I stayed out of the meeting, guarding the vehicles with Libassi and Argetsinger so I could do some ‘normality indicators’ at the nearby shops. Normality indicators are the prices of civilian items — I swear, including men’s underwear — number of tiles on roofs, chickens in the yard, etc. Which of course we need four vehicles to do — and try explaining that to some company commander who’s scrapping for convoy fodder of his own. Normality indicators are the NATO way of measuring victory — is the economy, the country, returning to normal? This country has never existed as an independent entity. Besides, the Heisenberg Uncertainty Principle states that the very act of observing something changes it. And so it is here. Prices have inflated because of the U.S. presence. (Even though U.S. forces are not allowed to have any contact with the locals.) Normality indicators are really no more relevant than a body count, nor any different other than counting chickens instead of bodies. There’s a PX open at the Tuzla air base, but there is nothing where we are at. So we use ‘normality indicators’ as an excuse to buy civilian stuff.

I bought a burek from a road side stand and sodas from a shop. I wanted to try cevapi, but the stand was out. I’ve had burek before. (I’m familiar with the dish because Milwaukee, where I am from, has a sizable population from Yugoslavia.) Burek is a ‘pie’ of meat and cheese between paper thin layers of bread. It is my favorite ethnic dish, and the local variety was delicious.

About 2300 a bora kicked up. (A bora is a cold, strong wind that strikes quickly and carries winds up to 58 knots.) Shit was flying everywhere. Concertina was rolling around like tumble weed. We tried to batten down our hatches, but eventually gave up. After a few hours we purposefully collapsed our tent. It was a wise move because we suffered much less damage than most other tents. Argetsinger and I tried to sleep in the Humvee; Libassi and CPT Fellinger slept under what was left of the tent.
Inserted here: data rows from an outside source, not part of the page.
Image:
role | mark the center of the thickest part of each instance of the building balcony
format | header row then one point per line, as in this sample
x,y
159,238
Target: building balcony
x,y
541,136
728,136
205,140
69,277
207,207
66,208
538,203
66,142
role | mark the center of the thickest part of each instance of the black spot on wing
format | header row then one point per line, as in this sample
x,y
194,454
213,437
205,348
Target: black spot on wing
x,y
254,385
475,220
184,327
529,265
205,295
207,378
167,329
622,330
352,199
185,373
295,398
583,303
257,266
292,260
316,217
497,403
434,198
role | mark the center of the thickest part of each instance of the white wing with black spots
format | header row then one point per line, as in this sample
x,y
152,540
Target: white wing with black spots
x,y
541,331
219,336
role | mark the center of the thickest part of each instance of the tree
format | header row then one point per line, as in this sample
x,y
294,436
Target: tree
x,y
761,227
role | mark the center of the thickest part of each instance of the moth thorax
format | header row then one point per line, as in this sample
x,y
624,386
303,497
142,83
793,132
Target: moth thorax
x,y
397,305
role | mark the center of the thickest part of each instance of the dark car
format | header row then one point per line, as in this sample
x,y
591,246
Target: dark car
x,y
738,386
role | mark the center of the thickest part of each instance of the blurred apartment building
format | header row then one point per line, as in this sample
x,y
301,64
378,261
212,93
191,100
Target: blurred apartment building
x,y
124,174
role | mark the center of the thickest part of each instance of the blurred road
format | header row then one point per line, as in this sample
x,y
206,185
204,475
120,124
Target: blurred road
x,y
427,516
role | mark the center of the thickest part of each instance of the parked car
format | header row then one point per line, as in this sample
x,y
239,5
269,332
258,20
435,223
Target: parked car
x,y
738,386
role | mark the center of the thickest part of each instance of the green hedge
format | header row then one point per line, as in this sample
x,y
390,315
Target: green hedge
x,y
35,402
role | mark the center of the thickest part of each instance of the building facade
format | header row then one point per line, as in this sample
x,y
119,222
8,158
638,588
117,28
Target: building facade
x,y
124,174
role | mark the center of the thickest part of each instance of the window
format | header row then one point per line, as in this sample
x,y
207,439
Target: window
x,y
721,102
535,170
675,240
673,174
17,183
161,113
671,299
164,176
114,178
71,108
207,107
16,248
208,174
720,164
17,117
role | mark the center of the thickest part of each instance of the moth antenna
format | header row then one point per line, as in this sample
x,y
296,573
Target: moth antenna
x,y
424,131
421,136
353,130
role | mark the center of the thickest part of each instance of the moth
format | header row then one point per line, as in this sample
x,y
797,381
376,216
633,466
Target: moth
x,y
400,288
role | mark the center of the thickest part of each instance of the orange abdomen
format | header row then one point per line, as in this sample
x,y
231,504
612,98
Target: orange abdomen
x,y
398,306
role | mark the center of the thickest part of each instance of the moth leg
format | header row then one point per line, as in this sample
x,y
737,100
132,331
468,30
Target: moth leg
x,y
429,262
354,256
Aftermath of a Bora, a 100mph windstorm.
Aftermath of a Bora, a 100mph windstorm.
Tue, 20 Feb 96 — Ðurðevik

It looks like we got bombed last night. The BSA was devastated as if a tornado had gone through a trailer park. It lost 26 tents, 15 heaters, 15 sleeping bags, four light sets, and at least two antennae. Eight soldiers were injured, including one electrocution. Thankfully none of the injuries were serious. Amazingly by 0930 most of the tents were back up. Sandbagging, to hold down tent flaps and stakes, was a base-wide priority. My team even helped the Serb girls fill sand bags. They were pretty shook up, but our Muslim male translators took everything in stride.

I felt like crap all day — nauseous, and eventually developing a case of the shits. The shits are probably due to poor hygiene. My hands are constantly muddy, even though I wash before I eat and use a wet wipe after visiting the latrine. I also try too avoid putting my hands on my food. It might have been the burek, except Libassi ate it also and didn’t have any problems. Even if it was the burek, I would still eat it again because it is pointless to visit a foreign country and not get to experience the local food and culture. (I also got a bad case of Saddam’s Revenge after eating some Kurdish home cooking in northern Iraq, in Spring, 1991.)

I couldn’t get through to 2BCT S-5 all day, so they must have got waxed too. CPT Chun, 47th FSB S-3, said there were gusts in the brigade sector of up to 100 mph. Unfortunately, they are expecting another bora tonight.